Clearly these are principles that many in the social enterprise movement support. And, in theory, the government is very much in favour of more social enterprises delivering services in these newly opened markets for public services. The problem is creating a situation where that aspiration is actually likely to become a reality.

The only large scale roll out of a significant new approach to public service delivery so far has the been the Department of Work & Pensions’ (DWP) Work Programme. That commissioning process didn’t work out too well for social enterprises but, equally importantly, while the Prime Minister cites the programme as an application of the principle that ‘Public services should be accountable to users and to taxpayers’ it’s difficult to see how this new programme is more accountable to the unemployed people who use back to work services.

The contracting process for the Work Programme and the ‘payment by results’ system seems to be an example of the government discharging its responsibilities to large private sector providers at the lowest possible cost while creating the conditions for those providers to under-prioritise the needs of the most vulnerable service users.

The Work Programme example illustrates that whatever its principles (and there no reason to doubt that these principles are deeply held) the over-arching practical driver of policy since the coalition came to power has been the search for short term cost savings. Even in times of plenty it is the government’s responsibility to act in a way that ensures good value for money for all of us as taxpayers. We aren’t in times of plenty and some short term savings are clearly necessary but there is big potential for conflict between an approach to Open Public Services that prioritises makes public services as cheap as possible in the short term and an approach designed to deliver a vibrant and diverse marketplace where a wide range of providers can offer services that deliver positive long term change (and financial sustainability).

The danger is that the practical outcomes of the Prime Minister’s laudable aims will be that large private companies will get to hoover up lucrative public service contracts while less lucrative work gets ‘decentralised to the lowest appropriate level’ for armies of volunteers will to deliver it for free.

So far, the results of the much touted drive for public service mutualisation amount to a situation where  “20 groups of public sector employees have opted to create their own new public service ventures.” and, as yet, there have been no practical measures taken to make it easier for existing successful social enterprises to deliver more public services. As Peter Holbrook points out, the reality is that social enterprises trading with public sector are preparing to cut staff rather than take them on.

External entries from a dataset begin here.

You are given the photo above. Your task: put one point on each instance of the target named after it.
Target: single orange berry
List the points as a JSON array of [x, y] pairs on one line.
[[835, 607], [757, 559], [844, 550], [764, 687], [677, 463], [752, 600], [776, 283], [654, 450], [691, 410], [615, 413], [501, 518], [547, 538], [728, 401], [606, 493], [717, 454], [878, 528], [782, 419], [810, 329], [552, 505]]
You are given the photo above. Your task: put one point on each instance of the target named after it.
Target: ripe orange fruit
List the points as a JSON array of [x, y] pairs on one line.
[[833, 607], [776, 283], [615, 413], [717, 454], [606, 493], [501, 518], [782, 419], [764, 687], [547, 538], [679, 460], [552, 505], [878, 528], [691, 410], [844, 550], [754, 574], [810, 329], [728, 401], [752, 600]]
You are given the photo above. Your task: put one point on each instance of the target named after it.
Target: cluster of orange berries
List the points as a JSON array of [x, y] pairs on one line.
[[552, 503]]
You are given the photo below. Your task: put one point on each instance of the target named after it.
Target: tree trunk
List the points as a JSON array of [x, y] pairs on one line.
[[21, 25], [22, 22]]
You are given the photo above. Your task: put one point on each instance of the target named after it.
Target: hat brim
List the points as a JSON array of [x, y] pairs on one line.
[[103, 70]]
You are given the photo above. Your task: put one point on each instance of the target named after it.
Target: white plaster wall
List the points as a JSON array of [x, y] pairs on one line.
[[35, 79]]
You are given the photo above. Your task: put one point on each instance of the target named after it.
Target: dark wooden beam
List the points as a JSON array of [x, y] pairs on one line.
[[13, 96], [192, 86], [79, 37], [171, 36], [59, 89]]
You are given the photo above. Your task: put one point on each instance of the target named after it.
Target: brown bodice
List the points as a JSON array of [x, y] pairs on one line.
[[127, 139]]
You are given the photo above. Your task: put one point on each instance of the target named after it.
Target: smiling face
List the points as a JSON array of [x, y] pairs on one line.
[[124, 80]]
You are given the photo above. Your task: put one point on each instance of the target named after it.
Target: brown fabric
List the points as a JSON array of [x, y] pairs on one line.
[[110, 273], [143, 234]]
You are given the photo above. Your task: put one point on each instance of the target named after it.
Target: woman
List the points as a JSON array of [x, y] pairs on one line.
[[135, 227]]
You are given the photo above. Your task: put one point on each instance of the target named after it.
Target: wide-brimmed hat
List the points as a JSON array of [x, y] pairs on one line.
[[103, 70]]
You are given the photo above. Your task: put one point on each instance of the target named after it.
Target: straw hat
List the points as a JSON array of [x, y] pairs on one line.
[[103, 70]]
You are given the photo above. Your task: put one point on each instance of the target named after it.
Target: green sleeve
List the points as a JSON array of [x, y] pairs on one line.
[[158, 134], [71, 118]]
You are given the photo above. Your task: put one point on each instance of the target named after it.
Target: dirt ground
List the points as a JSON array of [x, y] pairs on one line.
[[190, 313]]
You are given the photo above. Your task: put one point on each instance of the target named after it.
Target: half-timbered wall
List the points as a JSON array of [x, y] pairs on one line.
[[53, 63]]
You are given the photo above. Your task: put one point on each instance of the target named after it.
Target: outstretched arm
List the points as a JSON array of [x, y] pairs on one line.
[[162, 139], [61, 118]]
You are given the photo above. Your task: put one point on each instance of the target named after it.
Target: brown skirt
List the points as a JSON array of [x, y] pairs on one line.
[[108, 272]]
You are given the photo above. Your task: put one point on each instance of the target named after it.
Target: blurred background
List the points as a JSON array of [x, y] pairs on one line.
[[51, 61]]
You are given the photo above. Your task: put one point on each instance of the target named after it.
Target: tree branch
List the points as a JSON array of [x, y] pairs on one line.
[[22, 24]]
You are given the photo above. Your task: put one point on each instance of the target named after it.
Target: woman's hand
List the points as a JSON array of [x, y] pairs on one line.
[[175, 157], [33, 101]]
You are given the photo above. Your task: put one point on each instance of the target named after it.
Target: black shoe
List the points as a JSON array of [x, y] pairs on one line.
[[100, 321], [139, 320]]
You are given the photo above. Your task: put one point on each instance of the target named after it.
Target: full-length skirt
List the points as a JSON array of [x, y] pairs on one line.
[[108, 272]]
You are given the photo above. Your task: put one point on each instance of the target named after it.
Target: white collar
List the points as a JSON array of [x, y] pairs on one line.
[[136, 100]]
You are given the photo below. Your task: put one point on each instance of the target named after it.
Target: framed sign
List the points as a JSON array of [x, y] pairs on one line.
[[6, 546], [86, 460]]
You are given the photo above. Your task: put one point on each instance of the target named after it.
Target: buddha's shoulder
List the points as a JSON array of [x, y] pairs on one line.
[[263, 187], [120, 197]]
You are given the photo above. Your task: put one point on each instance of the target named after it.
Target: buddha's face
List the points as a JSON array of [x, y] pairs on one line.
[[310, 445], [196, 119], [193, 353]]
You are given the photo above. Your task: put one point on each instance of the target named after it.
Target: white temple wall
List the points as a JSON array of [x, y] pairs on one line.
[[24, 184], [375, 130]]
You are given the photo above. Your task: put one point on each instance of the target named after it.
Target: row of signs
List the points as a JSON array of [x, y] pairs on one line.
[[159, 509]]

I’m not one of those who believe that social enterprises, simply by virtue of being social enterprises, deliver public services in a way that maximises positive social outcomes but I believe that the best ones do. I also believe that the approach of the best social enterprises, delivering local services responding to the needs and drawing on the experiences of people who use them, is the right approach to delivering services – whether the organisation doing that delivery is public, private, charity or social enterprise. If the government agrees then just saying so isn’t enough. What are they going to do to make it happen?